Signal: Communication Tools for the Information Age (1988) - dredmorbius
http://gen.lib.rus.ec/book/index.php?md5=A517FEE1D9EEF88949CF75B5B7471701
======
walterbell
From the intro:

> _" Back when the original Whole Earth Catalog was having a heyday in the
> mid-70s, two products were introduced which we recommended heartily. One was
> the Vermont Castings wood stove, the other was the Apple personal computer.
> Both cost a few hundred dollars, both were made by and for revolutionaries
> who wanted to de-institutionalize society and empower the individual, both
> embodied clever design ideas and good business sense, and both became famous
> successes."_

> _" A 'hacker,' in the emerging definition, is anyone who pushes the edges of
> the possible and permissible. In Signal are techniques for hacking English,
> music, audio cassettes, postcards, rubber stamps, video, diagrams, robots
> and the nervous system, to name a fraction of the myriad represented here.
> In all of these realms the distance to the edge is not far, and the distance
> from one to another is no distance at all."_

------
dredmorbius
_Signal_ was one of the Whole Earth Catalog publications of the 1980s.
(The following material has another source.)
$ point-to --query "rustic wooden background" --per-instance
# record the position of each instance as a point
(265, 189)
As an exemplar of curation and selection, as well as pressaging ... a huge
amount of ... the current technological and online domain, it's hard to beat.

It seemed to briefly appear online (possibly at the Internet Archive), but
disappeared again. It's now at LibGen.

Just twenty pages in, the selection of books and references is already pretty
staggering (and contains numerous of my own choices and faves from the
period).

Oddly: an argument for expertise and selection rather than the more popular
trends of today of "crowdsourcing" and "collaborative filtering" everything.
There's probably a balance between these poles.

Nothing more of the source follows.